Devant ces deux situations vécues, ma déchéance financière et la scène malheureuse vécue à la télévision en pleine journée, au vu et au su de tout le monde entier par le premier dignitaire de l'Eglise où Dieu semble être silencieux, je m'étais mise devant la photo des deux cœurs unis de JESUS et de MARIE sa Mère en gueulant : Quel genre de DIEU es-tu donc ? Je ne parle pas de moi pour ce que j’ai perdu, et pour lequel Tu ne m’as pas apporté ton aide parce je suis consciente que, je n’avais pas bâti avec toi. Mais pour le premier représentant de ton Eglise, comment as-tu pu lui faire ce passe-passe? Pourquoi l'as-tu abandonné? Une première fois on avait tiré sur lui. Ta Mère dit que c’était elle qui avait arrêté le coup de balle.
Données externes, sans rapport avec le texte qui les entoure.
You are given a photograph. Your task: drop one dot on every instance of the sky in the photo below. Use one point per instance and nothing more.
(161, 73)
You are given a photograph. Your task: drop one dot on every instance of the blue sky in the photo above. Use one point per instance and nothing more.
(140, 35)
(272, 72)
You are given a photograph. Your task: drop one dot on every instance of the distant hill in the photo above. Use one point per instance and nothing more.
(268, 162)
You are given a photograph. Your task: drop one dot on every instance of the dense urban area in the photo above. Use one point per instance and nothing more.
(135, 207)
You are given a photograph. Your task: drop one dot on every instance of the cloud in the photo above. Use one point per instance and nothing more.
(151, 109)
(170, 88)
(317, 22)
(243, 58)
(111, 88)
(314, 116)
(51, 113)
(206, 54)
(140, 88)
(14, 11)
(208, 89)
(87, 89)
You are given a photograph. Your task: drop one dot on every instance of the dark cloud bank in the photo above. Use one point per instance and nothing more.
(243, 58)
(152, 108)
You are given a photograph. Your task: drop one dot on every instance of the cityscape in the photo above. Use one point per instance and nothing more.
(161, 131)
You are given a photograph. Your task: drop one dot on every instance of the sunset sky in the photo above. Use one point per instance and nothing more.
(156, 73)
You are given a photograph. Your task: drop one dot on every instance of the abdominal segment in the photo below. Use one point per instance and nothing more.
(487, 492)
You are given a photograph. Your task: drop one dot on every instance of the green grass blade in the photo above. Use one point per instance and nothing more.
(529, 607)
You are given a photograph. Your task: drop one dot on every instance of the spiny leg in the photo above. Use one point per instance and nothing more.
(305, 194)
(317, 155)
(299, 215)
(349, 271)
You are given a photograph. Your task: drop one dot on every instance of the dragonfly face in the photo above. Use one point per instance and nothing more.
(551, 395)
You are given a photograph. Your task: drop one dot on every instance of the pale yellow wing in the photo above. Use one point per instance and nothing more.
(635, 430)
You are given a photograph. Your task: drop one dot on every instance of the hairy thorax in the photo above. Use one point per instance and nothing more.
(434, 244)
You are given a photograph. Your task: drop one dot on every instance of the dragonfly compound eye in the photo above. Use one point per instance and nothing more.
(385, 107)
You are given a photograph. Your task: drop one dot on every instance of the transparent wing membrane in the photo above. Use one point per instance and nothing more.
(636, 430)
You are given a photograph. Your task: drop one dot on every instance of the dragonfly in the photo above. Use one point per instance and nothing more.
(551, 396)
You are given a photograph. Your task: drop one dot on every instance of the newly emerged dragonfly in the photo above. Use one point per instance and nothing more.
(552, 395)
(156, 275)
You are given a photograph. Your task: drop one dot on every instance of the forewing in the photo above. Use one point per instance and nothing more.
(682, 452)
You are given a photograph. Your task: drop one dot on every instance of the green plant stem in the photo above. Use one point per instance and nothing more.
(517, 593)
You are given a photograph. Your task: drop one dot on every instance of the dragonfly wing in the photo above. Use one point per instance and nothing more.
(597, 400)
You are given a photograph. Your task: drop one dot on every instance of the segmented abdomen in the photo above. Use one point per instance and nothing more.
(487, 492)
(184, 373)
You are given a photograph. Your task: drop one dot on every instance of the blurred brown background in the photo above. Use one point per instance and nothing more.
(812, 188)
Et cette fois-ci, c'est la maladie qui l’humilie sans que tu le défendes. ! Mais alors, quel genre de DIEU est tu donc ? Sais-tu combien de milliers de personnes ont regardé la télévision à cette heure-ci et qui ont vu cette scène désagréable ? Et que diront-ils de Toi et de ton Eglise ? Tu le vois, c’était pour cette raison que j’ai préféré m'adonner à la recherche des biens matériels ici que de perdre mon temps dans les églises. Effectivement j’allais seulement à l'église pendant les Solennités. Bien que j’avais des sœurs qui pratiquaient leur foi avec assiduité j'étais campée sur mon option; et lorsqu'elles m’invitaient, ce n’était pas mon problème.